Blog Accepting Thanks

Accepting Thanks

One characteristic that’s so often admired in society is humility – deflecting attention from ourselves and dispersing it to others. But what if, in that same act of humility, we’re also denying someone the opportunity to do something kind for us?

Deflecting Everything
Think about it; giving unexpected gifts or praise to someone isn’t a requirement in society (in fact, it can seem quite rare these days). So when someone approaches me and says “great job” or “thank you so much for your help” or they pick up my tab before I can pay, they’ve gone out of their way to lift me up.

If I respond to that person with “Oh, I thought I did terrible” or “No, don’t mention it” or refuse to let them pay, I’m in essence blowing off their compliment or gift and denying them the opportunity to do something kind for me.

It’s A Basic Need
One of Maslow’s five basic needs* is esteem.

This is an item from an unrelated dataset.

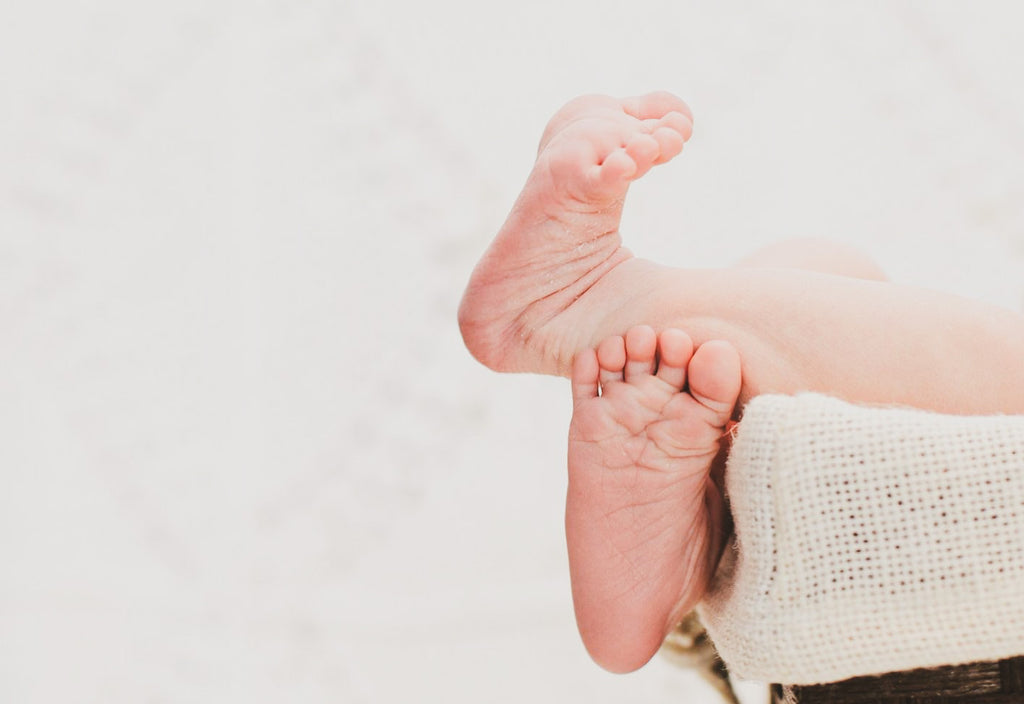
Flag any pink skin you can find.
[459,93,1024,670]
[459,93,1024,414]
[565,326,740,672]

As humans, one way to increase self-esteem is to give and build others up. It feels good to do good for others. So when I deny someone the chance to share a gift or compliment with me, I’m basically denying them the chance to build their own esteem.

Instead, I have to work on a very simple response: looking them in the eye and saying, “Thank you, I really appreciate that.” Nothing more; nothing less. In this way, I’m fully accepting their compliment or gift and acknowledging the fact that they’ve done something nice for me. We both ultimately take something positive away from the experience.

(It’s also important to note that this doesn’t displace our ability to stay humble. Thanking someone and being appreciative doesn’t come across as showy or self-serving — you’re simply grateful.)

What do you think? Do you struggle with accepting gifts? When was a time you were able to give a gift and it made you feel awesome?

*I still contend he missed the one specifically about bacon, but will settle that at a later time.